10 Minutes Timer
A free, full-screen 10 Minutes countdown with an alarm. Press Start and it counts down from 10 Minutes; when it reaches zero, the alarm sounds.
10:00
How it works
Ten minutes fits a quick bodyweight circuit, the wind-down before a power nap, or a timeboxed daily standup meeting. It's a common unit in agile teams specifically because it's short enough to force people to stay on-topic and long enough to actually cover blockers and updates for a small team.
For a workout circuit, set the timer once for the full ten minutes and work in short bursts by feel (e.g., 40 seconds on, 20 seconds off) rather than resetting it repeatedly — one continuous countdown keeps the whole session moving.
Common uses
- Running a quick 10-minute bodyweight circuit when you don't have time for a full workout.
- Timing the wind-down period before a short nap so you don't oversleep into deep sleep.
- Timeboxing a daily standup meeting to keep updates brief.
Frequently asked questions
- Does the 10 Minutes timer keep running if I switch tabs?
- Yes.
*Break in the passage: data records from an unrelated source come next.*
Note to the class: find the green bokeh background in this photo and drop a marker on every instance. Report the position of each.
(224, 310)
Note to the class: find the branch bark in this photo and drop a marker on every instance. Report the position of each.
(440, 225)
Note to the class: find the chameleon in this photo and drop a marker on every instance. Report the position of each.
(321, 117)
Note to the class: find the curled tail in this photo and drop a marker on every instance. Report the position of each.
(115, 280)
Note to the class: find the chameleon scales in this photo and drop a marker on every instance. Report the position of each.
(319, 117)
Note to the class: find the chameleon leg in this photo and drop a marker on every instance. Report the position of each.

The 10 Minutes countdown is based on the real clock, so it stays accurate in the background and the alarm still rings when time is up.
- Will it make a sound when the time is up?
- Yes — a short alarm beep plays when the countdown reaches zero. Make sure your device isn't muted.
- Is a 10-minute workout actually useful?
- Yes, for maintaining fitness or fitting in movement on a busy day — a focused 10-minute circuit at high intensity raises heart rate and works multiple muscle groups. It won't replace a full training session for building strength or endurance, but it's better than skipping exercise entirely.
- Why are standup meetings timeboxed to around 10-15 minutes?
- A short, fixed limit keeps updates to status and blockers instead of turning into a discussion, which is pushed to a separate meeting. Ten to fifteen minutes is generally enough for a small team to each give a brief update without the meeting dragging on.